Постепенно в отношении к трагедии, произошедшей с семьей Ренфроу, начинает пробиваться здравый смысл. Под давлением со всех сторон, особенно стараниями моего приятеля из «Кроникл», Город никак не может определиться со своей позицией. Начальник полиции отказывается от комментариев, ссылаясь на то, что дело находится на рассмотрении в суде. Мэр избегает общения, явно стараясь сохранить дистанцию. Зато оживились и активизировались его враги — члены городского совета, которые пользуются любым случаем покрасоваться перед избирателями и хотели бы занять его место. Правда, их не так много, потому что проблемы с департаментом полиции не нужны никому.

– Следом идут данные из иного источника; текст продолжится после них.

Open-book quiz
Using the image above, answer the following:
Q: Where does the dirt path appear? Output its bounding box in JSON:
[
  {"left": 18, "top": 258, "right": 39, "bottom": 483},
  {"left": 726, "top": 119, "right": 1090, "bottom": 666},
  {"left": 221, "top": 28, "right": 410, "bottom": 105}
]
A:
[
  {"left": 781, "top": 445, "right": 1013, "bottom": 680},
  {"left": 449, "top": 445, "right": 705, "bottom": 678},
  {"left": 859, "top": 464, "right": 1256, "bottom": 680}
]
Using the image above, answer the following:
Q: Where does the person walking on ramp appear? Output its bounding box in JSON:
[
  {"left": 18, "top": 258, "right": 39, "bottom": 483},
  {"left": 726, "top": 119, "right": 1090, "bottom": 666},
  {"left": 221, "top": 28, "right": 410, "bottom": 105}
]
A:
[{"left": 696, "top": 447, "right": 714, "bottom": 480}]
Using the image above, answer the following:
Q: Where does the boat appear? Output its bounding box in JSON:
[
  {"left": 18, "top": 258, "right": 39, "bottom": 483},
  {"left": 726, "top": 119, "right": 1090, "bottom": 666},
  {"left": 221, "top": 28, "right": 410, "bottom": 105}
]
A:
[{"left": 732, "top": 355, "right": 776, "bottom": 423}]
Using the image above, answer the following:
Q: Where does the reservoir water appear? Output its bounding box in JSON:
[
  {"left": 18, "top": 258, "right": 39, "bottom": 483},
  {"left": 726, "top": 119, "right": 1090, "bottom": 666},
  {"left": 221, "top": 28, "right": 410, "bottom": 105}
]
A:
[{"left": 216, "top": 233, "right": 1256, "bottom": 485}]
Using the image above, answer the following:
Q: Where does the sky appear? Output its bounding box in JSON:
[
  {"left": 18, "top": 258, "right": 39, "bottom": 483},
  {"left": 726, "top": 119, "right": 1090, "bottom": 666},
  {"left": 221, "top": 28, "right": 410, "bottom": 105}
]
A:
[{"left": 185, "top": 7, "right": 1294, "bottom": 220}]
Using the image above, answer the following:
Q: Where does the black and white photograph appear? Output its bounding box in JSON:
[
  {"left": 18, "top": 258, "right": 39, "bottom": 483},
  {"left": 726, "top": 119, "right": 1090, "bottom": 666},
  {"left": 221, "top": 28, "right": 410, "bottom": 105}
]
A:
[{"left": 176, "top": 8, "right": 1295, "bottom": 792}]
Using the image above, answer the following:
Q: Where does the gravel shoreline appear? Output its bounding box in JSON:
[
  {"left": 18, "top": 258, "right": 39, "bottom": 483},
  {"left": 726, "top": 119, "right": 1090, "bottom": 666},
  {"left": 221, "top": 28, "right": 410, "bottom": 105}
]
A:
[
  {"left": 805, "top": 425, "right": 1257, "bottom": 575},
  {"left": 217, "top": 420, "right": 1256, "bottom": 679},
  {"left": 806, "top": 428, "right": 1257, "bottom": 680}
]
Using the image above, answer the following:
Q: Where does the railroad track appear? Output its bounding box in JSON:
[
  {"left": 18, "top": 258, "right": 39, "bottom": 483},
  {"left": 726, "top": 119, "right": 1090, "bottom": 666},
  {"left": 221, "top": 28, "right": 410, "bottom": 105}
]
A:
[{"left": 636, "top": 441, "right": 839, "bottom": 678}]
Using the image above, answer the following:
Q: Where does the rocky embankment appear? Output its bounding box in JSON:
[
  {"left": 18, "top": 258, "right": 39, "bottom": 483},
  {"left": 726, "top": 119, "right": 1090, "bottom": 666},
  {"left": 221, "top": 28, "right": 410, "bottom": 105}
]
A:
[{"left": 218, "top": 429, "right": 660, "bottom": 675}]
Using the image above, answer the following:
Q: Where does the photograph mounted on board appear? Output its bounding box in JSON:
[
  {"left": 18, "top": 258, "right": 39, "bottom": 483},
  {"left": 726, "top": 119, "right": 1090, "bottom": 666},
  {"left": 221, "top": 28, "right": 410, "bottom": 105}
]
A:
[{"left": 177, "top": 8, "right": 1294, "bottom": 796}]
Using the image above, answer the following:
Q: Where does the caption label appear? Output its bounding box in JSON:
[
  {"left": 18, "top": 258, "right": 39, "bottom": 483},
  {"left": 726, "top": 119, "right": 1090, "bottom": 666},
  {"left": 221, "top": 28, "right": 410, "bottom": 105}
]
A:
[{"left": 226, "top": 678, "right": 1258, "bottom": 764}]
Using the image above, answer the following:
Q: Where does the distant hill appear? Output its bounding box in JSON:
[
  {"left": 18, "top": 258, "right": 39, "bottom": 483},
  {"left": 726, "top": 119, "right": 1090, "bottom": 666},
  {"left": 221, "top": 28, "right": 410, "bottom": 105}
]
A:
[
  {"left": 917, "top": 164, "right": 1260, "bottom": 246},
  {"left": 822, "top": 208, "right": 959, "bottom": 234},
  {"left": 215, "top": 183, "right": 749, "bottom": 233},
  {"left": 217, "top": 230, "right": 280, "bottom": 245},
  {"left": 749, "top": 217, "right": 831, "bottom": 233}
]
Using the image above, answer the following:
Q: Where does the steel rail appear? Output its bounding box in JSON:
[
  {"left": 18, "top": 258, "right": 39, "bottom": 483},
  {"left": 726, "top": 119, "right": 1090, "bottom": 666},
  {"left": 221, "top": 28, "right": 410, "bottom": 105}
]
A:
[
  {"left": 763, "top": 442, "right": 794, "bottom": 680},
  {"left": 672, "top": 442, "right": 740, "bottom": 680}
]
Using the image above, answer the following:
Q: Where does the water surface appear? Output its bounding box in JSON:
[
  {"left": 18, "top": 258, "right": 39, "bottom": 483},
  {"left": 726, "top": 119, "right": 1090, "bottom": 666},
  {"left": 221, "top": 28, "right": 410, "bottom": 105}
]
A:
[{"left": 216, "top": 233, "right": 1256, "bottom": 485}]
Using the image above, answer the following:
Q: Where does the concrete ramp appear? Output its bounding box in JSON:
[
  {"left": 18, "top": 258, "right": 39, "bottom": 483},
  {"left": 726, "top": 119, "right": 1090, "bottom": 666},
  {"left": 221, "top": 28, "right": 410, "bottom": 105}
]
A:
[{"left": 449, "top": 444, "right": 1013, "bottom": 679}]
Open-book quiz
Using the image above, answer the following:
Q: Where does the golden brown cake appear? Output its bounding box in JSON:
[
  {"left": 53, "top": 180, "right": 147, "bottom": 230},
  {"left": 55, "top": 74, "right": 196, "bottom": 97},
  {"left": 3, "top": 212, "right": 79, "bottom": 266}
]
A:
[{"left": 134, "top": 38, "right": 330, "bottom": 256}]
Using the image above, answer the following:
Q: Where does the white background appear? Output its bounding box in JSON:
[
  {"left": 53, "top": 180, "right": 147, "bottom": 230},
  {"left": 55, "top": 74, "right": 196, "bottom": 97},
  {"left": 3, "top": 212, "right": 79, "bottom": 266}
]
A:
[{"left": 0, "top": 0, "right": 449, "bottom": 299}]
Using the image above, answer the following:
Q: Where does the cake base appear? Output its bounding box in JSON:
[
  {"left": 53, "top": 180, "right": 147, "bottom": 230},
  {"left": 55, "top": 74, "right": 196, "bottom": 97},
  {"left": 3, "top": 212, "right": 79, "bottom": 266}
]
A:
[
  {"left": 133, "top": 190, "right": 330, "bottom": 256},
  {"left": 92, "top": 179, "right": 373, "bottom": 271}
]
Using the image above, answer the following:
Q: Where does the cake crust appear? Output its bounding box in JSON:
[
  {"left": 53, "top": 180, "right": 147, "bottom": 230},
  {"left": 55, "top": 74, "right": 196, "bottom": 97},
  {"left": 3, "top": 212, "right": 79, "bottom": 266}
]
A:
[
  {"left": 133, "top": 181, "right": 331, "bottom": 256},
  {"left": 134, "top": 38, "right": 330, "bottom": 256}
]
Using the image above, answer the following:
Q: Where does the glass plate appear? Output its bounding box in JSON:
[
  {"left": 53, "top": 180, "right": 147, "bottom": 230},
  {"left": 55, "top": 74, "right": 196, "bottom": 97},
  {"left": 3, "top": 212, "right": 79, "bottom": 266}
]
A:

К сожалению, в наши дни инакомыслие считается непатриотичным, а после теракта 11 сентября любая критика в адрес правоохранителей подавляется. Для политиков нет ничего хуже подозрения в недостаточной жесткости по отношению к преступности или терроризму.
Я сообщаю приятелю из газеты все сведения, которыми располагаю. Ссылаясь на неназванные источники, он разносит в пух и прах полицию, ее методы, провалы и попытки скрыть их от общественности. Пользуясь моими архивами, он публикует большую статью о непродуманных действиях полиции и чрезмерном применении ею силы.
Я много выступаю в прессе. Не буду кривить душой и говорить, что мне это не нравится, — на самом деле это наполняет мою жизнь смыслом.
Ответчики подают ходатайство судье Сэмсону и, по сути, просят его заткнуть рот «всем адвокатам, принимающим участие в рассмотрении гражданского иска». Судья Сэмсон отклоняет ходатайство, даже не посчитав нужным провести судебное слушание. Судья повергает защитников Города в настоящий ужас, и они в панике. Я не жалею патронов.
Я работаю один, у меня нет ни реального офиса, ни, естественно, персонала. Одинокому волку вроде меня чрезвычайно трудно вести знаковые гражданские и уголовные судебные процессы без какой-либо поддержки, и вот тут на помощь приходят два Гарри. Гарри Гросс и Гарри Скалник держат контору из пятнадцати адвокатов, которые трудятся в переоборудованном складском помещении на берегу реки в центре Города. Они в основном занимаются апелляциями и стараются избегать судов присяжных, почти все время копаются в юридических справочниках и корпят над бумагами. Наша договоренность проста: они выполняют всю бумажную и исследовательскую работу, за что я отдаю им треть своего гонорара. Это позволяет им чувствовать себя в безопасности, поскольку они держатся в стороне как от меня, так и от людей, которым я не нравлюсь. Они подготовят целую пачку ходатайств толщиной с дюйм, передадут ее мне для ознакомления и подписи, и ничто не будет указывать на их связь со мной. Они трудятся за закрытыми дверями, и полиция их никогда не беспокоит. В случае с Сонни Вертом — клиентом, которого разбудил рев двигателя танка в доме, — Город заплатил миллион долларов. Моя доля составила двадцать пять процентов. Два Гарри получили чек на приличную сумму, и все были счастливы, за исключением разве что Сонни.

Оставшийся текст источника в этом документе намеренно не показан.